Mocznik (URE, 1,7-8,3mmol/L)- jest on końcowym produktem spalania białek, podwyższone jego stężenie świadczy o natężonych procesach katabolizmu (czyli spalania) lub może świadczyć o złej pracy nerek. Należy pamiętać, że stężenie mocznika znacznie wzrasta po ciężkich wysiłkach fizycznych, ale jest to reakcja fizjologiczna.
Enzymy wątrobowe- głównie oznaczane są dwa (lub któryś z nich): transaminaza alaninowa (GPT lub ALAT, K- do 32; M- do 41U/L) i transaminaza asparaginianowa (GOT lub ASPAT, K- do 31; M- do 37U/L). Ich podwyższona aktywność świadczy o nadwerężeniu lub uszkodzeniu wątroby. W wyniku wysiłku fizycznego ich aktywność może wzrosnąć, szczególne dotyczy to GOT.

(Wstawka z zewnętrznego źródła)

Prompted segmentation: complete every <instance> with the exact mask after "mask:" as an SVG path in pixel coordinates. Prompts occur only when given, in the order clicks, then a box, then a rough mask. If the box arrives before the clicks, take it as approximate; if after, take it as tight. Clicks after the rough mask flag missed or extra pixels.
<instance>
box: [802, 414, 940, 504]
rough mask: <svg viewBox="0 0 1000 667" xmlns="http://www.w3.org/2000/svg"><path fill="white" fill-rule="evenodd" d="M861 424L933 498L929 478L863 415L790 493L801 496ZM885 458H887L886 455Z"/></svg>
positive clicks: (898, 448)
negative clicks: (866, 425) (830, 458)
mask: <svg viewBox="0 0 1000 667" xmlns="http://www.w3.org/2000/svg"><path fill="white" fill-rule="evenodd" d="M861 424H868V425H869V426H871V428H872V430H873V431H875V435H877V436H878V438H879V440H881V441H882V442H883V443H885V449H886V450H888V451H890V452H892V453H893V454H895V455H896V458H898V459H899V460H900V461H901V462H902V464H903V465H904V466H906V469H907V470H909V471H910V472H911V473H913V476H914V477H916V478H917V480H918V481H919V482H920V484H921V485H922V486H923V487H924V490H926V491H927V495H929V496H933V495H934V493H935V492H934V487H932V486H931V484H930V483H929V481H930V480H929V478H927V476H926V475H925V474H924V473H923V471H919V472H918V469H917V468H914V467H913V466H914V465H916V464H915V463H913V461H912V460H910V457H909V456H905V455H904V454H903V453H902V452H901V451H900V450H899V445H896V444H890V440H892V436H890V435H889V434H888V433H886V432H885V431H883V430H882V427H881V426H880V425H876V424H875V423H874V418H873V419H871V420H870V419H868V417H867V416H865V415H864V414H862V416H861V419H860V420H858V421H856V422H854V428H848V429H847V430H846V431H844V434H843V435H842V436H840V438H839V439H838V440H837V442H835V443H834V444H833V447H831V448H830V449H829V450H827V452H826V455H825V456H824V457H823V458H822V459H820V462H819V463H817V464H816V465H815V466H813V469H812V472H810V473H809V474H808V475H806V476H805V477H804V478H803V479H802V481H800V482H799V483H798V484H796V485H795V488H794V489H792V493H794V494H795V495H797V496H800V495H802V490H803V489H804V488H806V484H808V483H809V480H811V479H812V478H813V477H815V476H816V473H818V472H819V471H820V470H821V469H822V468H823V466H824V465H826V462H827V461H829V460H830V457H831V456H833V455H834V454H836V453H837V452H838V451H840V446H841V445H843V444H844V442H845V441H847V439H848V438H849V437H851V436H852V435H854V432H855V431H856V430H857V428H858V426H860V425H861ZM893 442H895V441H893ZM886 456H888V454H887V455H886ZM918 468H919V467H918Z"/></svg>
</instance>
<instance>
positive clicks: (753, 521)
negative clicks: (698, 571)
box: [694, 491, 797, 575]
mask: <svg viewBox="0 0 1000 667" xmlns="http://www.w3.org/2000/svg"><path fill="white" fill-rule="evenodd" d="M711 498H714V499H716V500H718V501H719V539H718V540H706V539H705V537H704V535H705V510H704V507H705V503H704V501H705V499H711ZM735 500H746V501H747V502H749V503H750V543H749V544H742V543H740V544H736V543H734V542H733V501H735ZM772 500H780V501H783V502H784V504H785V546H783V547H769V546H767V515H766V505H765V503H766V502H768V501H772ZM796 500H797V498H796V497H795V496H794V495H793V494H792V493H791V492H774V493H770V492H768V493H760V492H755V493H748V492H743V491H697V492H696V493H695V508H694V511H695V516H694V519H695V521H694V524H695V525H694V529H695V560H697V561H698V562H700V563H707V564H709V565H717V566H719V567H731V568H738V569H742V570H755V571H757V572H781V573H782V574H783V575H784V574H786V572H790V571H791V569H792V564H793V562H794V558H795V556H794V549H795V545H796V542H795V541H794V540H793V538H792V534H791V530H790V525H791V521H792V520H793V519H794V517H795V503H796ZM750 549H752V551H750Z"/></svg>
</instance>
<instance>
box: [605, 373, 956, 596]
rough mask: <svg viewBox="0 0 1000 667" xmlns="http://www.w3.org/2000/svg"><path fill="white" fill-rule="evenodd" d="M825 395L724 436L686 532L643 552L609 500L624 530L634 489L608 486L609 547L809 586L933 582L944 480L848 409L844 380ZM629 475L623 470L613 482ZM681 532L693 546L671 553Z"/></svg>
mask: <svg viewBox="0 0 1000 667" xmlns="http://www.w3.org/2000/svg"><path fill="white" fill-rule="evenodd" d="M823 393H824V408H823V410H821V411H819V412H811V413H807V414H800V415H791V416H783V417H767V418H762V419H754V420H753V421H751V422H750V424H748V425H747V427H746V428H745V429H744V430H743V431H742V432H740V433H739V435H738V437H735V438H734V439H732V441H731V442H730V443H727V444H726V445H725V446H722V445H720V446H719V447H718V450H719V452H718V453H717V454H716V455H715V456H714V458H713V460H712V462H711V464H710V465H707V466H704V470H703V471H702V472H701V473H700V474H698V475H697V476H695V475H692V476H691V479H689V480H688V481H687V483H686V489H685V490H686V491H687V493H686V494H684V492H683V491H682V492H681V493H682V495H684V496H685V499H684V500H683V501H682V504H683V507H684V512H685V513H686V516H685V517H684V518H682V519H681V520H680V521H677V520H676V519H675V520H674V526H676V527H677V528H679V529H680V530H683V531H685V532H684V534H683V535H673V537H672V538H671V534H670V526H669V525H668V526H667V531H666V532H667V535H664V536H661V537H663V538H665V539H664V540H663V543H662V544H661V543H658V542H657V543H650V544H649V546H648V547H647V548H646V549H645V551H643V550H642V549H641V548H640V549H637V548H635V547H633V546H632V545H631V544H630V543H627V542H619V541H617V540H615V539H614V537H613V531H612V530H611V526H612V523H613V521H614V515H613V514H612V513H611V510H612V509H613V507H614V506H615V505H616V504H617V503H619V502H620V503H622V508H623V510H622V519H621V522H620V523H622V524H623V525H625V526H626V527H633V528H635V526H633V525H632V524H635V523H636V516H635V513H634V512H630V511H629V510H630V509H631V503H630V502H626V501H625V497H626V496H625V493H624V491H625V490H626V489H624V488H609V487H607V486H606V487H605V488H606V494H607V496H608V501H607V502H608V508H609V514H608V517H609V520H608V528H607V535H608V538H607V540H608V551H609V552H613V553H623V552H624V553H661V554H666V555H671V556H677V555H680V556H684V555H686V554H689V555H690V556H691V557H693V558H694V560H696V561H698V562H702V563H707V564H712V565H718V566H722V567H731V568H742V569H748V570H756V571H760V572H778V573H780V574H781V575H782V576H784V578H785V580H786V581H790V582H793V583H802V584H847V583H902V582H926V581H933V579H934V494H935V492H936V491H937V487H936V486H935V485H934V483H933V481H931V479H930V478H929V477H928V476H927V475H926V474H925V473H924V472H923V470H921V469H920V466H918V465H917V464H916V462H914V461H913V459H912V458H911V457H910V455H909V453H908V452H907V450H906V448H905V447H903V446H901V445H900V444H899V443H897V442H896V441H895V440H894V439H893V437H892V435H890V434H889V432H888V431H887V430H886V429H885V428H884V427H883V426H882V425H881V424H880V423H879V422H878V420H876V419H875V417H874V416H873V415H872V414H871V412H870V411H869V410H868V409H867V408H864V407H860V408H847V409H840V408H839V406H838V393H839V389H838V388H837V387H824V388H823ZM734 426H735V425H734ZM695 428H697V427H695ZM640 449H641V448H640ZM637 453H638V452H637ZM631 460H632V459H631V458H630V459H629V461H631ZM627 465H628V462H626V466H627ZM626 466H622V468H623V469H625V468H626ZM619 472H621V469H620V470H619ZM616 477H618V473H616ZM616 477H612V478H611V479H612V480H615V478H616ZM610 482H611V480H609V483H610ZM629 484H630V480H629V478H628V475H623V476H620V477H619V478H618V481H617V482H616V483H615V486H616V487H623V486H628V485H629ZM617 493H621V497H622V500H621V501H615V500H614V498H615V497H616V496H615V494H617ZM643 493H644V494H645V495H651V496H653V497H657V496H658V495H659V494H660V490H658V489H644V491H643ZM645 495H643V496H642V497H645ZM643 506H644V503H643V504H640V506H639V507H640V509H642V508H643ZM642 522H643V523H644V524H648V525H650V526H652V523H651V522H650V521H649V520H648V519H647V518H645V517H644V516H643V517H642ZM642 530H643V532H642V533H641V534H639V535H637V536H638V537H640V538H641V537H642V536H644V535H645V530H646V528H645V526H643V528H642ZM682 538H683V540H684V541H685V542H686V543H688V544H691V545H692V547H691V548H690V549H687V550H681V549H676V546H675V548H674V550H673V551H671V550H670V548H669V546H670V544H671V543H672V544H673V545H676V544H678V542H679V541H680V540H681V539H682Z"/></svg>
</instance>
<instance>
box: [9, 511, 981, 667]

Kinaza kreatynowa (CK lub CPK, K- do 165; M- do 190U/L)- enzym znajdujący się w dużych ilościach w komórkach mięśniowych, a jego aktywność świadczy o stopniu uszkodzenia tych komórek czyli o intensywności wysiłku. W czasie wysiłku fizycznego w błonach komórek mięśniowych powstają mikrourazy i mikronieszczelności, przez które enzym ten dostaje się do krwi. Jest to też ważny parametr oznaczany przy podejrzeniu zawału mięśnia sercowego. Dlatego istotne jest, aby w przypadku wystąpienia dużej jego aktywności zastanowić się, czy poprzedniego dnia lub na dwa, trzy dni przed badaniem nie było mocnego treningu (lub innej znacznej aktywności fizycznej) i powiadomić o tym lekarza. Białko całkowite (TP, 6,0-8,0g/dl)- parametr ten mówi o ilości dostępnego białka w organizmie, a jak wiadomo białko jest głównym budulcem wszystkich struktur organizmu.

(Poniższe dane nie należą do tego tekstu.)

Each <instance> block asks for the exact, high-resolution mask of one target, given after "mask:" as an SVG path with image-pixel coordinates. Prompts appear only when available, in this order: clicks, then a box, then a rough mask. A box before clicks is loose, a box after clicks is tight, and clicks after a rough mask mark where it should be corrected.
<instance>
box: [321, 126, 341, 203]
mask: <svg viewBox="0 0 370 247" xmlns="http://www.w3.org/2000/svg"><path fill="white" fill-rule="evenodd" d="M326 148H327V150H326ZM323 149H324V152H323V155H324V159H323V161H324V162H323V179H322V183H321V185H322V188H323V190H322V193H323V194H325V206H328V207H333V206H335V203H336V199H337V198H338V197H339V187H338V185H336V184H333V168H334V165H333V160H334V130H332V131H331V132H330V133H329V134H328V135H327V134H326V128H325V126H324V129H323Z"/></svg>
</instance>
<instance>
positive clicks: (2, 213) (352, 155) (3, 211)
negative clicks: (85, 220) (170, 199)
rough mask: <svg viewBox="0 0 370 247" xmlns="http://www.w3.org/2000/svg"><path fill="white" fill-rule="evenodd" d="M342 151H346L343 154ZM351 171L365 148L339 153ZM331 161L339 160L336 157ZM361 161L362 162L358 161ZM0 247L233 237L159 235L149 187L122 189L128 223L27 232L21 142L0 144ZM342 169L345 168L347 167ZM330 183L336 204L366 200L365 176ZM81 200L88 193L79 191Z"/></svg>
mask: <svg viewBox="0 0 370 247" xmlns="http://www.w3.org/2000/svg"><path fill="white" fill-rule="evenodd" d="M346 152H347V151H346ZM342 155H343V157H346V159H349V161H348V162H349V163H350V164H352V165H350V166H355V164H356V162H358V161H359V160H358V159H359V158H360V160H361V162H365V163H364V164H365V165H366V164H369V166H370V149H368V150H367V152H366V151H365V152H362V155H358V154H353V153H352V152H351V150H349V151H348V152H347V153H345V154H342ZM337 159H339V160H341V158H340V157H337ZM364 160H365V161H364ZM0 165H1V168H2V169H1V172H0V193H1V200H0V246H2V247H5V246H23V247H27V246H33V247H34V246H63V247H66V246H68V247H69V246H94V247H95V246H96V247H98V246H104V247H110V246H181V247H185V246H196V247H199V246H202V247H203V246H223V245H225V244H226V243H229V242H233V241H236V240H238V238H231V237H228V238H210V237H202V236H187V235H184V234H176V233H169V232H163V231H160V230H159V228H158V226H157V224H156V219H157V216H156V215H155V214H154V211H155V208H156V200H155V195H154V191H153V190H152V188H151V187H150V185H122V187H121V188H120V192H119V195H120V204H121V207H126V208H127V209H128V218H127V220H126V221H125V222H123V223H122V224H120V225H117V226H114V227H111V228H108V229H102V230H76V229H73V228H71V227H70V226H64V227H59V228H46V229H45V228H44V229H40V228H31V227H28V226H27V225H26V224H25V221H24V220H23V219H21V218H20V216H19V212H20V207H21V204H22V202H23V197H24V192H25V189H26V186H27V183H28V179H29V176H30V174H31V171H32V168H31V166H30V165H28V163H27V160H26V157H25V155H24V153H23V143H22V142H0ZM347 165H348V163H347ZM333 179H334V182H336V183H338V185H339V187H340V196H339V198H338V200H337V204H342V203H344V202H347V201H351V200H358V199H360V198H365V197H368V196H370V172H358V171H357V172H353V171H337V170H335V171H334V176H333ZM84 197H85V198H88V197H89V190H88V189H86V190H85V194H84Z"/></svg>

Bilirubina (BIT, do 18,8umol/L)- jest to produkt rozpadu niepotrzebnej organizmowi hemoglobiny będący jednocześnie podstawą do produkcji soków trawiennych dwunastnicy (tzw. żółci). Zaburzenia w mechanizmach jej utylizacji są przyczyną żółtaczki. Podwyższone stężenie bilirubiny może być wynikiem nadmiernego rozpadu czerwonych krwinek, spowodowanego np.: długim biegiem.
Zakończenie
Niewątpliwie, warto robić sobie co jakiś czas badania krwi, należy jednak pamiętać, że aktywność fizyczna może znacznie wpływać na ich wyniki. Słyszałem już wypadki, w których sportowcy w wielkiej panice lądowali na oddziałach intensywnej terapii z podejrzeniem zawału serca, ponieważ lekarze nie wiedzieli, że intensywny trening podnosi aktywność kinazy kreatynowej. Dlatego mówcie lekarzom, którzy analizują wasze wyniki o tym, że uprawiacie jakieś sporty, a badania najlepiej robić po dniu lub dwóch odpoczynku.
Jeżeli macie jakieś pytania lub wątpliwości, to czekam w soboty tam gdzie zawsze.